Tim Jurnalisme Konstruktif Tempo juga menggelar survei pada kalangan Gen Z untuk memotret kondisi mereka dalam mencari hingga keluh-kesah dalam bekerja. Survei daring yang berlangsung selama sepekan pada pertengahan tahun ini menunjukkkan mayoritas atau 72 persen responden yang menginginkan model pekerjaan mereka fleksibel. Selain itu, ada 57, 1 persen responden yang memilih pekerjaan karena sesuai dengan keahlian mereka.
Miranda Sukma Wardani mengamini temuan sigi Tempo. Ia mengaku juga tak menyukai pekerjaan monoton alias itu-itu saja. Perempuan berusia 24 tahun itu mengatakan dirinya justru gandrung dengan sistem kerja fleksibel, lingkungan bersahabat, dan menjunjung tinggi kesetaraan.
Dia lantas menceritakan kala awal bekerja di perusahaan startup bidang digital marketing, Miranda merasa menemukan performa tebaiknya saat itu. Di perusahaan itu, para karyawan rata-rata berusia di bawah 30 tahun, sehingga senioritas itu nihil. “Aku merasa hidup.

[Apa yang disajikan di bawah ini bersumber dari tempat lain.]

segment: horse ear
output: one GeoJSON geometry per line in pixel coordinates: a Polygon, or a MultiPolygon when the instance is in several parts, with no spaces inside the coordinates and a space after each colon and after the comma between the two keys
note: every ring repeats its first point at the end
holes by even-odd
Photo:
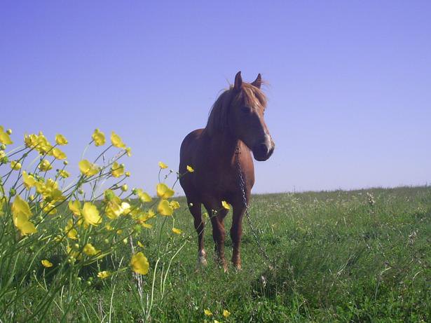
{"type": "Polygon", "coordinates": [[[257,77],[251,84],[253,86],[256,86],[257,88],[261,88],[261,85],[262,85],[262,76],[261,76],[260,73],[257,74],[257,77]]]}
{"type": "Polygon", "coordinates": [[[235,83],[233,85],[233,90],[239,91],[242,87],[242,78],[241,77],[241,71],[238,71],[235,76],[235,83]]]}

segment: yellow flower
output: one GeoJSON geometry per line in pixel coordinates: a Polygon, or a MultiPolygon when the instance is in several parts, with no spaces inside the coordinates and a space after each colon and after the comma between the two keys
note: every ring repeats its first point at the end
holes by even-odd
{"type": "Polygon", "coordinates": [[[158,213],[164,216],[172,215],[172,213],[174,212],[174,210],[169,205],[169,202],[166,200],[162,200],[160,201],[160,203],[158,203],[157,207],[157,211],[158,213]]]}
{"type": "Polygon", "coordinates": [[[69,209],[78,217],[81,215],[81,202],[78,200],[69,201],[69,209]]]}
{"type": "Polygon", "coordinates": [[[83,252],[84,252],[84,254],[87,256],[94,256],[100,252],[100,250],[96,249],[91,243],[88,243],[84,246],[83,252]]]}
{"type": "Polygon", "coordinates": [[[179,209],[179,203],[177,201],[171,201],[169,204],[172,209],[179,209]]]}
{"type": "Polygon", "coordinates": [[[13,170],[20,170],[21,169],[21,163],[18,160],[12,160],[11,162],[11,168],[13,170]]]}
{"type": "Polygon", "coordinates": [[[111,174],[114,177],[119,177],[124,174],[124,164],[118,164],[114,162],[111,168],[111,174]]]}
{"type": "Polygon", "coordinates": [[[6,204],[6,198],[4,197],[0,197],[0,217],[4,214],[4,211],[3,210],[3,207],[6,204]]]}
{"type": "Polygon", "coordinates": [[[81,160],[78,165],[79,170],[83,175],[85,176],[95,175],[99,172],[99,170],[100,170],[97,165],[90,163],[86,159],[83,159],[81,160]]]}
{"type": "Polygon", "coordinates": [[[27,172],[24,170],[22,171],[22,182],[25,188],[29,190],[36,184],[36,179],[34,179],[32,175],[27,174],[27,172]]]}
{"type": "Polygon", "coordinates": [[[160,167],[162,170],[164,170],[165,168],[167,168],[167,165],[166,165],[163,162],[158,162],[158,167],[160,167]]]}
{"type": "Polygon", "coordinates": [[[69,173],[69,172],[67,172],[65,170],[59,170],[58,174],[60,175],[60,177],[63,177],[64,179],[67,179],[67,177],[70,176],[70,174],[69,173]]]}
{"type": "Polygon", "coordinates": [[[93,133],[91,137],[95,141],[95,144],[96,146],[103,146],[106,141],[104,133],[99,130],[99,129],[95,130],[95,132],[93,133]]]}
{"type": "Polygon", "coordinates": [[[111,273],[107,270],[103,270],[97,273],[97,277],[101,280],[104,280],[111,275],[111,273]]]}
{"type": "Polygon", "coordinates": [[[157,195],[161,198],[169,198],[174,195],[174,191],[167,187],[165,183],[157,184],[157,195]]]}
{"type": "Polygon", "coordinates": [[[49,268],[50,267],[53,266],[53,263],[51,263],[49,260],[43,259],[41,262],[42,263],[43,267],[45,267],[46,268],[49,268]]]}
{"type": "Polygon", "coordinates": [[[42,172],[46,172],[46,171],[48,171],[49,170],[52,170],[53,165],[48,160],[44,159],[41,162],[39,167],[39,170],[41,170],[42,172]]]}
{"type": "Polygon", "coordinates": [[[182,234],[183,233],[181,230],[178,229],[177,228],[172,228],[172,232],[174,233],[177,234],[177,235],[180,235],[180,234],[182,234]]]}
{"type": "Polygon", "coordinates": [[[37,145],[37,136],[34,134],[24,136],[24,143],[29,148],[34,148],[37,145]]]}
{"type": "Polygon", "coordinates": [[[146,275],[148,273],[149,263],[146,257],[141,252],[132,256],[130,266],[132,270],[137,274],[146,275]]]}
{"type": "Polygon", "coordinates": [[[12,140],[11,140],[11,137],[9,137],[9,134],[7,132],[4,131],[4,129],[1,125],[0,125],[0,143],[4,144],[12,144],[12,140]]]}
{"type": "Polygon", "coordinates": [[[121,202],[121,209],[123,210],[123,214],[124,215],[127,215],[129,213],[130,213],[130,205],[129,203],[128,203],[127,202],[121,202]]]}
{"type": "Polygon", "coordinates": [[[132,149],[130,147],[126,148],[125,153],[127,153],[128,157],[131,157],[132,156],[132,149]]]}
{"type": "Polygon", "coordinates": [[[102,223],[102,217],[99,215],[97,207],[90,202],[85,202],[82,209],[84,221],[88,224],[98,226],[102,223]]]}
{"type": "Polygon", "coordinates": [[[12,215],[15,226],[24,235],[36,232],[34,225],[29,221],[32,212],[28,203],[17,195],[12,203],[12,215]]]}
{"type": "Polygon", "coordinates": [[[71,219],[69,219],[67,221],[67,225],[64,228],[64,231],[67,234],[67,237],[70,239],[74,240],[78,239],[78,231],[76,231],[76,230],[74,228],[74,220],[72,220],[71,219]]]}
{"type": "Polygon", "coordinates": [[[55,205],[54,203],[43,203],[43,202],[41,202],[40,205],[42,211],[46,212],[47,214],[54,215],[57,214],[57,209],[55,208],[55,205]]]}
{"type": "Polygon", "coordinates": [[[64,153],[63,153],[61,149],[60,149],[59,148],[54,148],[50,152],[50,155],[53,156],[54,157],[55,157],[57,159],[59,159],[60,160],[63,160],[63,159],[66,159],[67,157],[66,156],[66,154],[64,153]]]}
{"type": "Polygon", "coordinates": [[[113,146],[118,148],[125,148],[125,144],[123,142],[121,137],[114,131],[111,133],[111,142],[113,146]]]}
{"type": "Polygon", "coordinates": [[[203,313],[206,316],[212,316],[212,312],[211,312],[209,309],[203,310],[203,313]]]}
{"type": "Polygon", "coordinates": [[[41,131],[39,132],[39,136],[36,136],[36,142],[35,149],[41,154],[48,153],[53,148],[41,131]]]}
{"type": "Polygon", "coordinates": [[[64,146],[67,144],[67,139],[62,135],[57,134],[55,136],[55,142],[57,142],[58,145],[64,146]]]}

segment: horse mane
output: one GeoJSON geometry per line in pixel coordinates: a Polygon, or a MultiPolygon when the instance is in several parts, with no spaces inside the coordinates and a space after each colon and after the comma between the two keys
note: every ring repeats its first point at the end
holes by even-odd
{"type": "Polygon", "coordinates": [[[205,130],[210,136],[217,132],[225,130],[228,126],[228,109],[233,104],[244,104],[264,111],[266,108],[266,101],[265,94],[251,84],[242,83],[239,92],[235,92],[233,85],[231,85],[212,104],[205,130]]]}

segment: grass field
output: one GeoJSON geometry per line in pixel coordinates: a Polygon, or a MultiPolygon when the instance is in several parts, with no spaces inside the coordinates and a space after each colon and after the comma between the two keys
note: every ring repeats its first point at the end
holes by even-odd
{"type": "MultiPolygon", "coordinates": [[[[178,200],[185,205],[184,199],[178,200]]],[[[242,270],[236,272],[231,265],[224,273],[212,260],[209,224],[208,266],[196,271],[193,218],[183,208],[175,220],[182,236],[172,234],[171,221],[163,228],[162,244],[158,243],[161,222],[154,224],[158,229],[143,231],[139,238],[151,265],[149,275],[143,276],[142,301],[130,272],[100,280],[88,270],[82,273],[82,284],[92,281],[91,288],[71,304],[59,291],[46,317],[52,322],[124,322],[149,318],[184,322],[431,319],[431,188],[258,195],[252,197],[250,212],[274,269],[264,263],[245,219],[242,270]],[[167,272],[172,252],[158,263],[151,310],[146,312],[159,247],[176,246],[175,252],[184,242],[164,284],[160,269],[167,272]],[[206,316],[205,309],[212,316],[206,316]],[[222,315],[224,310],[231,313],[228,317],[222,315]]],[[[227,228],[231,219],[229,214],[227,228]]],[[[129,259],[130,254],[125,245],[123,252],[104,261],[101,269],[111,270],[112,264],[123,256],[129,259]]],[[[231,254],[228,235],[226,258],[231,254]]],[[[29,284],[35,284],[38,275],[36,271],[29,284]]],[[[15,310],[15,319],[25,321],[39,297],[23,297],[15,310]]]]}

Menemukan lingkungan sebaya, bisa menunjang kerja, dan menambah pengalaman,” kata dia.
Sebelumnya, sejak lulus kuliah dari universitas swasta di Yogyakarta pada 2022, Miranda tercatat telah berpindah kerja sebanyak dua kali. Terakhir, pada tahun 2024 ini, ia bekerja di sebuah perusahaan yang bergerak di bidang ekspor-impor di kawasan Semarang, Jawa Tengah, dan menetap di sana.
Namun di pekerjaannya saat ini, ia harus kembali beradaptasi karena sangat berbeda dengan kultur kerja di startup sebelumnya. “Aku harus jadi pribadi yang serius dan saklek."
Melihat fenomena Gen Z yang sering pindah kerja hingga pilah-pilih tempat kerja itu, Country Head of Marketing Jobstreet Indonesia Sawitri angkat bicara. Ia mengatakan perusahan memang seharusnya memberikan kesempatan yang setara kepada Gen Z di lingkungan kerja.
Apalagi, kata Sawitri, bonus demografi yang dialami Indonesia seharusnya menjadi momentum untuk mengantarkan Gen Z menjadi pemimpin di masa depan. “Tahun 2045 kita menjadi golden years. Kita harus kasih kesempatan,” ucapnya.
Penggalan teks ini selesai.